Darse cuenta de que algunas de estas emociones son auténticas es importante porque no podemos entender a China si pensamos que el partido solo gobierna a través de los métodos autoritarios en los que los reporteros, comprensiblemente, se centran. En el canal de mis redes sociales, que incluye a intelectuales descontentos, pero también a practicantes de la religión popular pertenecientes a la clase trabajadora, está claro que muchos se creen el cuento nacional creado por el PCC.
Inventar tradiciones no es nada nuevo ni único de China, pero aquí estos constructos pueden sentirse incómodos porque muchos de ellos son importados —desde los uniformes de gala de los soldados que parecen haber pasado de moda hace décadas (las trenzas doradas, las hombreras enormes, las hileras de medallas) hasta la música digna de una película de John Williams (fanfarrias, timbales, muchos instrumentos de viento metal).

Tal vez lo diga por nostalgia, pero el estado de ánimo hace 35 años era un poco diferente. En ese entonces era un estudiante y fui trasladado en autobús con un grupo de compañeros hasta la Plaza de Tiananmén para asistir a la ceremonia. Luego, paseamos por ahí el resto del día. También hubo un evento orquestado, pero la seguridad era mínima y todavía se podía estar de pie justo al lado de los artistas cuando pasaban marchando o bailando. Algunos estudiantes incluso saltaron al desfile y levantaron una pancarta para saludar al líder supremo Deng Xiaoping.
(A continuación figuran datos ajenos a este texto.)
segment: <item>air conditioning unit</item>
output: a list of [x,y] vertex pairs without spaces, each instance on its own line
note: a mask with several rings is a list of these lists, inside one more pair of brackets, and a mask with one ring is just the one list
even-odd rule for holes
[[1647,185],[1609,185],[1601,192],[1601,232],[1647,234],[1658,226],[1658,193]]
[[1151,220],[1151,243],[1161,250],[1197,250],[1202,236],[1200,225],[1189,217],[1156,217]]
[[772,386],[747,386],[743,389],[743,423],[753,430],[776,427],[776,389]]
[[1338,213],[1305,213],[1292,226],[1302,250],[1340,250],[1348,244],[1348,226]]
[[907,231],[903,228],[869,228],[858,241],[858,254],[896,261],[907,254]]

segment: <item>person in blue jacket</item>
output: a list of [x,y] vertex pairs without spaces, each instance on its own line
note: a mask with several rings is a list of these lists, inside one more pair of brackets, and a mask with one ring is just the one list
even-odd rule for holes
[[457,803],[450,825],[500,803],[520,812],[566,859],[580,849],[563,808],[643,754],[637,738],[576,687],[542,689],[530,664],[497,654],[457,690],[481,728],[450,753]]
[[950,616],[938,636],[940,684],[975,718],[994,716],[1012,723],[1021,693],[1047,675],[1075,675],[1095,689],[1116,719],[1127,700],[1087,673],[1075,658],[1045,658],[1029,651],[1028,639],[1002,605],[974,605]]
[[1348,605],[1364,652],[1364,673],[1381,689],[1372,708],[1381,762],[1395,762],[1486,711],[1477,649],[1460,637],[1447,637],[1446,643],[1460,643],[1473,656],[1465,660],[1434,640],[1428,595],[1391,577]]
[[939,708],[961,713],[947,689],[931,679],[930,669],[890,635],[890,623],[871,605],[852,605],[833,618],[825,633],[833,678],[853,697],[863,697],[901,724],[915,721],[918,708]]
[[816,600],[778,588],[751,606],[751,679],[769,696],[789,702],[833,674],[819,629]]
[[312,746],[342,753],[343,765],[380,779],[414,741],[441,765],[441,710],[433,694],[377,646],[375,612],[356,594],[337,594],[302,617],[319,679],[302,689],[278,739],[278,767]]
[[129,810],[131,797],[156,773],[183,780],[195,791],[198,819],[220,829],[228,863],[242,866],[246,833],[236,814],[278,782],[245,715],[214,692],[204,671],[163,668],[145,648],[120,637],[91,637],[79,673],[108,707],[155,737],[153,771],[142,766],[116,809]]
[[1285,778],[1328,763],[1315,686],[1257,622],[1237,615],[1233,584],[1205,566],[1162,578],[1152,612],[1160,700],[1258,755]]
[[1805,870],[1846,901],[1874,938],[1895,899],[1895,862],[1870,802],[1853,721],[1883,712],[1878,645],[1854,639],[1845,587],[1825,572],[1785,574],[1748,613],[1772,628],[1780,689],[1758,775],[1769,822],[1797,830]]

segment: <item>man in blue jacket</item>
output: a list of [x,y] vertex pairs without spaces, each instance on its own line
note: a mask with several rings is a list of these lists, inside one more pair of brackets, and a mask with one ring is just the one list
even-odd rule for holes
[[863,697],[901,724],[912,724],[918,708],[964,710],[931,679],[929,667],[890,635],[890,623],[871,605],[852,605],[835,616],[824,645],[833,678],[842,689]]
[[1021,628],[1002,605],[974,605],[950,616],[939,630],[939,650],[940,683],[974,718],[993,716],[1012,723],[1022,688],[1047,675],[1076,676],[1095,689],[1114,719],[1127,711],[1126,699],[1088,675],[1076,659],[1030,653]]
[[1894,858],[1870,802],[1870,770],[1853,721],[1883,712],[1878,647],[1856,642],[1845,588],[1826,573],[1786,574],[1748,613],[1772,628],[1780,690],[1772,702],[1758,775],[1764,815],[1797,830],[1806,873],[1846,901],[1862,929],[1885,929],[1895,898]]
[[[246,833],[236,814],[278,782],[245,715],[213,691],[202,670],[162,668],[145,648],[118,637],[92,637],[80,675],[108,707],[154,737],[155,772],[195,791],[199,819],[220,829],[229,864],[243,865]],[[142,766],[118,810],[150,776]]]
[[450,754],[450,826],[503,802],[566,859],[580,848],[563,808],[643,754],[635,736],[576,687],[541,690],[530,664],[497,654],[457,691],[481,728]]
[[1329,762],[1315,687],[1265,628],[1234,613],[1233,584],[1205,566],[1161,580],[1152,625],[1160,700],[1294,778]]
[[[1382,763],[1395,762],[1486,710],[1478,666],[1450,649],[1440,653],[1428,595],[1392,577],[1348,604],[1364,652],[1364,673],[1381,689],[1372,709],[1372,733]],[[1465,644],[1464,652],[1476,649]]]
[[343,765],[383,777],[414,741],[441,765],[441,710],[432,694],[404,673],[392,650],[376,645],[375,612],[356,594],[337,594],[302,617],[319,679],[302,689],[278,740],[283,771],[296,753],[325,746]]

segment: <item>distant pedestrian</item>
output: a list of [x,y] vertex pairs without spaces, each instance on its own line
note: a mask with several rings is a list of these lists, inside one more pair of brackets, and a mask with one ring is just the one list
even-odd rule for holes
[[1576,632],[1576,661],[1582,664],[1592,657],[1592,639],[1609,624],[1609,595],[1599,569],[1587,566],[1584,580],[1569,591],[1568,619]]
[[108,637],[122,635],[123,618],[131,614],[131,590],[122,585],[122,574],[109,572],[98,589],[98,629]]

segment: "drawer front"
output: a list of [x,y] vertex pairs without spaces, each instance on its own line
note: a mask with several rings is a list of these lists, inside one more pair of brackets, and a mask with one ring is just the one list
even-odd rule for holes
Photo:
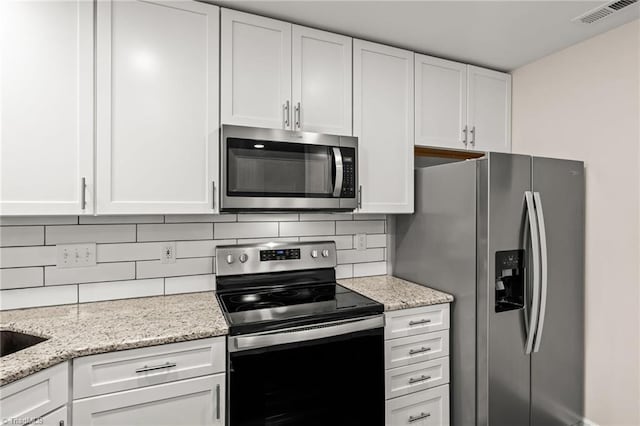
[[91,355],[73,361],[73,399],[225,371],[224,337]]
[[387,401],[385,425],[449,425],[449,385],[438,386]]
[[387,370],[384,381],[387,399],[444,385],[449,383],[449,358]]
[[67,418],[67,406],[54,411],[53,413],[49,413],[40,419],[37,422],[34,422],[34,425],[38,426],[65,426],[69,424],[69,419]]
[[25,419],[40,418],[68,400],[69,363],[65,362],[1,387],[0,422],[24,424]]
[[449,355],[449,330],[384,342],[385,368],[396,368]]
[[449,328],[449,304],[401,309],[385,313],[385,339],[414,336]]

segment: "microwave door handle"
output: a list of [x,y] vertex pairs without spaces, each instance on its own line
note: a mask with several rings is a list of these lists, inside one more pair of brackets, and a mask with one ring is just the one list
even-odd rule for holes
[[340,148],[333,148],[333,161],[336,167],[336,182],[333,186],[333,198],[339,198],[340,192],[342,192],[342,179],[344,177],[342,152],[340,152]]
[[525,354],[531,354],[533,350],[534,336],[538,328],[538,315],[540,311],[540,234],[538,233],[538,220],[535,212],[533,193],[525,191],[525,203],[529,219],[529,232],[531,236],[531,251],[533,252],[533,297],[531,301],[531,317],[528,322],[527,341]]

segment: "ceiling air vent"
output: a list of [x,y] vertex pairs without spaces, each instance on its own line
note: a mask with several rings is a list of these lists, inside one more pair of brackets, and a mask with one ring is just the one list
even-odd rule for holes
[[632,4],[637,2],[638,0],[610,1],[603,4],[602,6],[598,6],[597,8],[588,11],[587,13],[583,13],[582,15],[573,18],[571,21],[580,21],[583,24],[593,24],[594,22],[599,21],[602,18],[606,18],[614,12],[624,9],[627,6],[631,6]]

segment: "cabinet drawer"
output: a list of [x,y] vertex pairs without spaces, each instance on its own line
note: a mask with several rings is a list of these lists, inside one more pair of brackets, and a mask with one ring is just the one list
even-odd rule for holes
[[396,368],[449,355],[449,330],[384,342],[384,366]]
[[73,399],[225,370],[225,338],[91,355],[73,361]]
[[449,424],[449,385],[394,398],[385,405],[386,426]]
[[39,418],[68,400],[69,363],[65,362],[0,388],[0,421],[14,424]]
[[449,383],[449,357],[385,371],[385,398],[407,395]]
[[38,426],[64,426],[69,424],[67,419],[67,406],[57,409],[53,413],[49,413],[40,420],[34,422]]
[[414,336],[449,328],[449,304],[401,309],[385,313],[385,339]]

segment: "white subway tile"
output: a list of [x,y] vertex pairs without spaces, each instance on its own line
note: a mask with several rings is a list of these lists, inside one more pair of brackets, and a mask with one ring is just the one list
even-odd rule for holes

Hoy China se toma más en serio eso de ser una superpotencia. Cuando el entusiasmo espontáneo surgió el martes, los animadores se aseguraron de que las banderas siguieran ondeando. Y la seguridad era tan fuerte que rayaba en la paranoia: en los parques de la ciudad se implementaron medidas de seguridad como las de los aeropuertos solo para ingresar. Pero eso también era parte del espectáculo, el mensaje y la visión de un Estado concentrado y disciplinado, encabezado por el Partido Comunista de China, que puede organizar un espectáculo que pocos países pueden igualar.

(El libro más reciente de Ian Johnson es “The Souls of China: The Return of Religion After Mao”).